Linking Affective Processes and Parents’ Beliefs about Emotion Controllability to Children’s Socioemotional Functioning
- ugurlu, ozge
- Advisor(s): Ayduk, Ozlem
Abstract
This dissertation examined two distinct affective processes as antecedents of healthy socioemotional functioning: emotion recognition in vocal bursts and controllability beliefs about emotions. This investigation, consisting of two sections, utilized a longitudinal study spanning from early childhood through pre-adolescence (NT1 = 168, NT2 = 98). The first section explored children’s ability to recognize emotions in vocal bursts and its socioemotional correlates. Results revealed that gender differentially predicted the developmental trajectories of recognition accuracy in this modality. Specifically, while younger girls (vs. boys) were better at recognizing emotions in vocal bursts, this difference disappeared by age eight. In addition, higher competence in this ability predicted a lower likelihood of parent-reported conduct problems and a higher tendency toward parent-reported prosocial behavior concurrently, with the latter effect staying significant longitudinally. The second section investigated parents’ beliefs about children’s capacity to control their emotions (“emotion controllability”) as another antecedent for socioemotional development.
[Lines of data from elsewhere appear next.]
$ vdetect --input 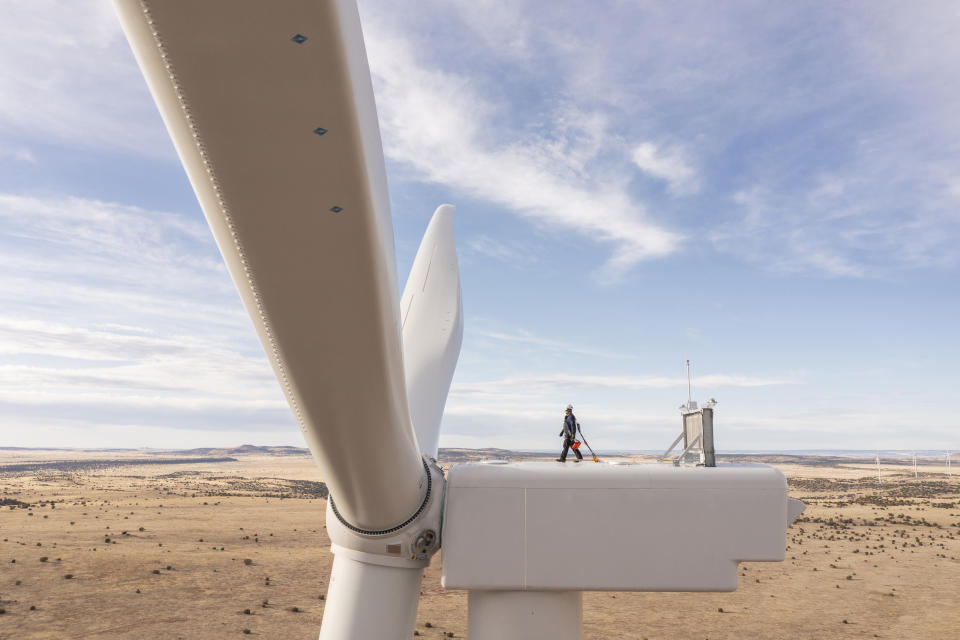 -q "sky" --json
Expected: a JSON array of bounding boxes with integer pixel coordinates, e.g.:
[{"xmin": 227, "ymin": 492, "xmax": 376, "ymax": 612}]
[{"xmin": 0, "ymin": 0, "xmax": 960, "ymax": 452}]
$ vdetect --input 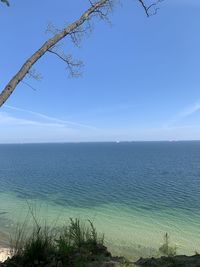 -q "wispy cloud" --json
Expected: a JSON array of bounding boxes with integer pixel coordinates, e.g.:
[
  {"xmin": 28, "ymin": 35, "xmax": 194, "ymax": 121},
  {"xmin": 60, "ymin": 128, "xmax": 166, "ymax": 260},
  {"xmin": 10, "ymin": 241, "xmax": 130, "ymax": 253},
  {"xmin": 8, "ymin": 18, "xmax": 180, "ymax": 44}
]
[
  {"xmin": 0, "ymin": 112, "xmax": 66, "ymax": 127},
  {"xmin": 163, "ymin": 102, "xmax": 200, "ymax": 128},
  {"xmin": 5, "ymin": 105, "xmax": 97, "ymax": 130}
]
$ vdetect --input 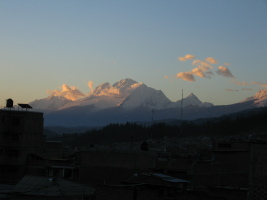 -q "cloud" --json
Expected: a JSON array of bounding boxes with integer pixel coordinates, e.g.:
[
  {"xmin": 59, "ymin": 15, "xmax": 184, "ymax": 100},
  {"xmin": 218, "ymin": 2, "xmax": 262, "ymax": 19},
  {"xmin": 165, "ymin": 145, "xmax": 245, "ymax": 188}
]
[
  {"xmin": 231, "ymin": 80, "xmax": 248, "ymax": 85},
  {"xmin": 176, "ymin": 72, "xmax": 195, "ymax": 82},
  {"xmin": 190, "ymin": 68, "xmax": 206, "ymax": 78},
  {"xmin": 87, "ymin": 81, "xmax": 94, "ymax": 93},
  {"xmin": 241, "ymin": 88, "xmax": 253, "ymax": 91},
  {"xmin": 217, "ymin": 66, "xmax": 234, "ymax": 78},
  {"xmin": 251, "ymin": 81, "xmax": 267, "ymax": 87},
  {"xmin": 225, "ymin": 88, "xmax": 239, "ymax": 92},
  {"xmin": 47, "ymin": 84, "xmax": 85, "ymax": 101},
  {"xmin": 205, "ymin": 57, "xmax": 218, "ymax": 64},
  {"xmin": 192, "ymin": 60, "xmax": 213, "ymax": 71},
  {"xmin": 178, "ymin": 54, "xmax": 195, "ymax": 61}
]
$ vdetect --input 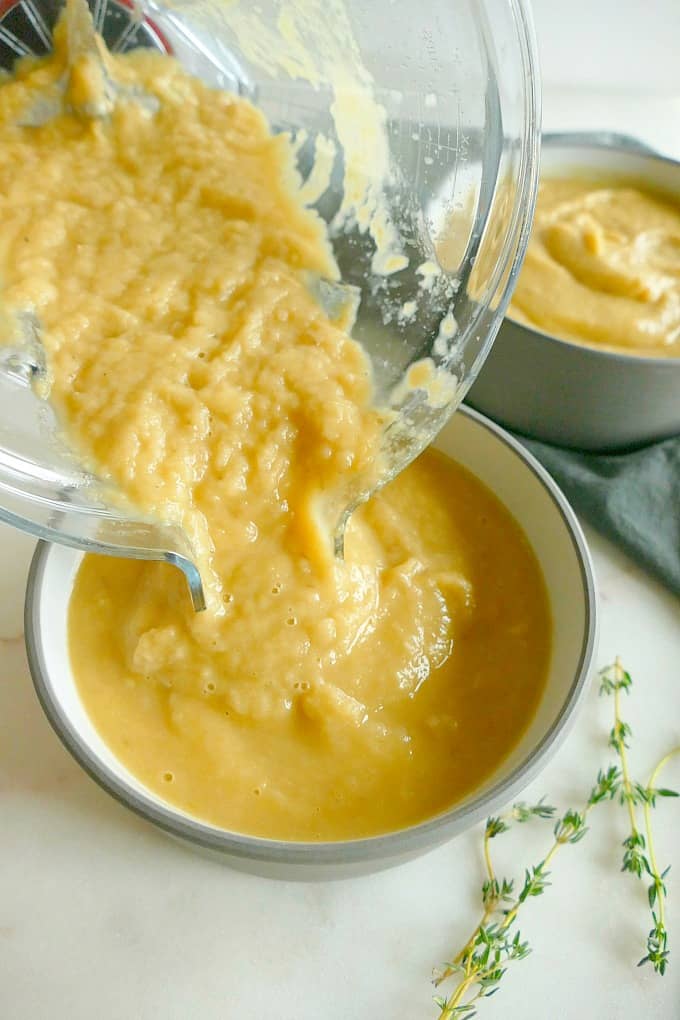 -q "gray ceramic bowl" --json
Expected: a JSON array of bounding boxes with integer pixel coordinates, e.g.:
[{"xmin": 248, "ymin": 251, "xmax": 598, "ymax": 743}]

Results indicated that parents’ beliefs about children’s emotion controllability predicted children’s own emotion controllability beliefs. These beliefs of children, in turn, predicted their use of cognitive change strategies and, subsequently, better socioemotional functioning. These findings contribute to our growing understanding of how both emotion recognition and emotion controllability beliefs are important factors in predicting children’s adaptive functioning.